ZB : Moi j’ai une question à vous poser. Comment comptez-vous lutter contre ce fléau ? Contre la violence ?

Elève : On ne peut pas changer les gens.

ZB : Lorsque j’ai rencontré les terroristes, j’ai assisté uniquement au verdict. Ils étaient aussi violents et haineux que le jour où ils nous ont tiré dessus et je me suis posé la même question: ils ne peuvent pas changer. Ce qui change ce n’est pas eux, c’est l’entourage. Quand on te gifle et que tu souries, tu ne nourris pas l’agressivité.

GS : Nous vivons dans un monde qui est de moins en moins violent. Il est beaucoup trop violent mais en même temps, nous sommes de plus en plus horrifiés par la violence, mais en fait globalement elle diminue.
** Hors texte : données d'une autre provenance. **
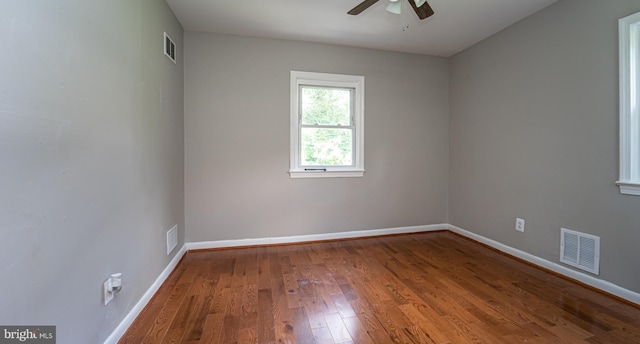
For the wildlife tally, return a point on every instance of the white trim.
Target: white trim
(312, 237)
(557, 268)
(332, 80)
(629, 188)
(326, 174)
(122, 328)
(629, 55)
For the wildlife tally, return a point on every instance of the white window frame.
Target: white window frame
(296, 170)
(629, 41)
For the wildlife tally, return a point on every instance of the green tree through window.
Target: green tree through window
(327, 128)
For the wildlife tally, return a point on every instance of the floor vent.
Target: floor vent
(580, 250)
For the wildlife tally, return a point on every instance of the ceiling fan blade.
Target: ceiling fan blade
(361, 7)
(423, 11)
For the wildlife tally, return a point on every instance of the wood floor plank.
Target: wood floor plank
(414, 288)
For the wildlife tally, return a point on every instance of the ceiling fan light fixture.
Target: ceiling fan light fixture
(395, 7)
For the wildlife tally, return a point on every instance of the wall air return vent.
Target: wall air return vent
(580, 250)
(169, 48)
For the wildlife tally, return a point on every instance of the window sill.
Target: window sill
(629, 188)
(326, 174)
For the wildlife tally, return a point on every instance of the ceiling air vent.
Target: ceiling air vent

Avant la seconde guerre mondiale, l’Europe était en guerre en permanence. On parle des gilets jaunes, des violences policières, mais il faut se souvenir qu’en 1950, en France, à chaque manifestation, il y avait des morts. Nous pouvons également tout simplement tenter de lutter contre la violence qui est en nous.

Elève : Je vous remercie pour ces interventions et le courage dont vous faite preuve. Je trouve que nous ne parlons pas assez souvent de ces problèmes. Je trouve qu’on devrait tous nous faire lire la Bible et le Coran

GS : Charb avait une phrase que j’aime beaucoup : « le problème ce n’est ni la Torah ni la Bible ni le Coran, mais les gens qui utilisent ces textes comme une notice IKEA ». Les textes religieux ont été écrits dans un certain contexte, il ne faut pas l’oublier.

ZB : Je suis d’accord et pense qu’il faut une ouverture sur toutes les religions.

Emilie, intervenante prévention : Nous venons de vous parler d’analyser, réfléchir, renseigner, mais moi, comme agent de prévention, je constate que vous ne savez pas vivre ensemble notamment pour des raisons de religion, d’image… ce qui conduit à la violence. Nous souhaitons vous faire réfléchir sur votre vivre ensemble, les conséquences dramatiques que peuvent avoir le fait de ne pas être accepté et de ne pas accepter l’autre.

Intervention d’un professeur : Vous nous interrogez sur ce que les élèves font pour lutter contre cette violence ? Personnellement, j’ai grandi dans un quartier à Grenoble : à cause de la rivalité entre quartiers, j’ai perdu beaucoup d’amis qui sont soit en prison soit morts. Je pense que le problème est surtout celui-là : le manque de respect des uns pour les autres. J’essaie de lutter dans les quartiers contre l’absence de culture, de connaissances car il y a des personnes qui essaient de recruter des futurs djihadistes et il y a déjà eu des menaces.